Our code didn't mean to take advantage of this, but it sometimes meant buggy code would appear fine on one platform as pointers in structures would be zeroed out, but crash on others where they weren't.

As I recall, it was mostly that and the endianess that caused the most grief. Not that there was many issues at all since we used Qt and Boost...

By @Archit3ch - 7 months

The fun of discovering size_t is defined differently on Apple Silicon.

By @AStonesThrow - 7 months

In my misspent college years, I was coding game servers in C. A new iteration came about, and the project lead had coded it on a VAX/BSD system, where I had no access.

Under whatever C implementation on VAX/BSD, a NULL pointer dereference returned "0". Yep, you read that right. There was no segfault, no error condition, just a simple nul-for-null!

This was all fine and dandy until he handed it over for me to port to SunOS, Ultrix, NeXT Mach BSD, etc. (Interesting times!)

I honestly didn't find a second implementation or architecture where NULL-dereference was OK. Whatever the standards at the time, we were on the cusp of ANSI-compliance and everyone was adopting gcc. Segmentation faults were "handled" by immediately kicking off 1-255 players, and crashing the server. Not a good user experience!

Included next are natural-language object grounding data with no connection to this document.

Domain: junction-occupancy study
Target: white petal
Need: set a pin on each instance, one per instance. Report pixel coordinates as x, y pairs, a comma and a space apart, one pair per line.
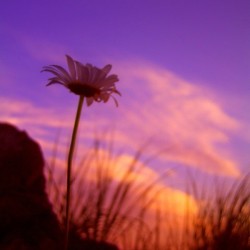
71, 65
89, 101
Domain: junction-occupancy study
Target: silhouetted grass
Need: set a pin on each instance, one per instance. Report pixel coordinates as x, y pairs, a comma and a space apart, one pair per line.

So my first debugging task, and it went on a long time, was to find every pointer dereference (and it was nul-terminated strings) and wrap them in a conditional "if (ptr != NULL) { ... }"

At the time, I had considered it crazy/lazy to omit those in the first place and code on such an assumption. But C was so cozy with the hardware, and we were just kids. And there was the genesis for the cynical expression "All The World's A VAX!"

By @benchloftbrunch - 7 months

Something not mentioned is that on Windows `long` is always 32 bits (same size as `int`), even on 64-bit architectures.

By @malkia - 7 months

Is it still the case that wasm is still 32-bit?